Because why else would she be here?
For her to show up, something serious must be happening.
My gut immediately tightens, dozens of different possible reasons she could be here flickering through my head, but she nods.
Her gaze cuts around the room again, and she shifts nervously. “Is it okay that I’m here?”
She came for the meeting?
It takes a second for my brain to process her question…and her intent to stay.
She came for you…
That realization is enough to make me want to drag her down into my arms and kiss her senseless, but I don’t know what any of this means, and true fear of doing or saying something that might send her running keeps my hands clenched at my sides instead.
“Yeah. Uh, it’s an open meeting, so…family and friends are welcome…”
I trail off because I don’t know what Ivy is.
Not technically family; definitely not just a friend.
We’re forever stuck in this weird place, a vicious cycle of pain and pleasure, hate and need, and it’s reached the point that we’re about to be completely destroyed by it.
She purses her lips, nervously shuffling her feet again, and rubbing her hand across her stomach. “Is it okay with you?”
Fucking hell…
Tears threaten, already burning in my eyes, but I somehow manage to blink them back and nod as I pull my jacket from the seat closest to the aisle and move it to the one Dale just vacated on my other side, giving her room to sit.
She offers me a tentative smile and slides in, settling and adjusting herself as if she’s uncomfortable—but whether it’s with the shitty chairs or the fact that she’s here at all remains as much of a mystery to me as what is going on inside her head.
Manny starts the meeting, and her hand slides over to mine.
She twines our fingers together and squeezes, and the warmth of her palm against mine floods up my arm and through my entire body, melting away all those chilling thoughts I had when I took this seat.

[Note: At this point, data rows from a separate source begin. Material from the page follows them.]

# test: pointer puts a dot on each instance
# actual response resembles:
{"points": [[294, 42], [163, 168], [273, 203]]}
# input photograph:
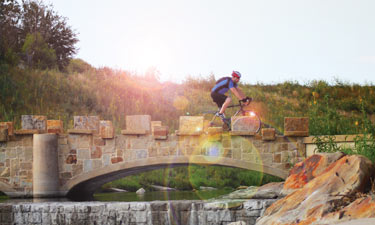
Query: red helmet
{"points": [[236, 74]]}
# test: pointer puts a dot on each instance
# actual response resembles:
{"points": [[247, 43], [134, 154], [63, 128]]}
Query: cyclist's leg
{"points": [[226, 103]]}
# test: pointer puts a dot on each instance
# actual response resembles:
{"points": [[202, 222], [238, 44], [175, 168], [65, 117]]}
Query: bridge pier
{"points": [[45, 166]]}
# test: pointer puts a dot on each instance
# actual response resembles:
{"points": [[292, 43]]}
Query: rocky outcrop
{"points": [[140, 191], [139, 213], [268, 191], [305, 171], [327, 193], [161, 188]]}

My heart stutters as I look at our entwined hands resting on my thigh.
We’ve touched each other in so many intimate ways, but somehow, this feels so much more meaningful than anything we’ve ever done together.

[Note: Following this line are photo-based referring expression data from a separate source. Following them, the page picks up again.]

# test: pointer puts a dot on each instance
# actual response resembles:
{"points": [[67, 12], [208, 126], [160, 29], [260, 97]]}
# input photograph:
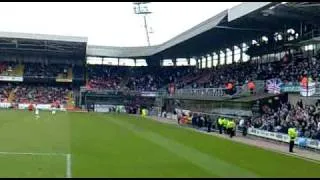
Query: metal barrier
{"points": [[216, 92]]}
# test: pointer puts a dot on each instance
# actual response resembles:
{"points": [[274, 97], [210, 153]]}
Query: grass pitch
{"points": [[111, 145]]}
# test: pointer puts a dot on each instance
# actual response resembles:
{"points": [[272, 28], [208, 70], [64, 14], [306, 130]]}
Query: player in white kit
{"points": [[37, 112]]}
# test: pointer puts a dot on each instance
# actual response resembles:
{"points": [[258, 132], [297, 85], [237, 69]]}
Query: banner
{"points": [[106, 108], [5, 105], [311, 143], [274, 85], [290, 88], [308, 90], [11, 78], [148, 94], [63, 80], [40, 106]]}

I tip my head toward her, trying to keep my voice low while Manny continues his welcoming thoughts. Her scent fills my lungs, and I breathe her in before I ask the question I probably shouldn’t.
“What are you doing here, Ivy?”
She pulls her bottom lip under her teeth and shakes her head, and I see the glisten of unshed tears in her eyes. Her slender shoulders rise and fall apologetically. “I don’t know.”
That waver in her voice…
Her unsteady but honest admission…
They’re enough to tell me all I need to know without her saying another word.
This is all she can give me right now.
Being here with me like this.
Sitting beside me and supporting my recovery by being here.
Trying to understand me better, even when she’s seen the bad.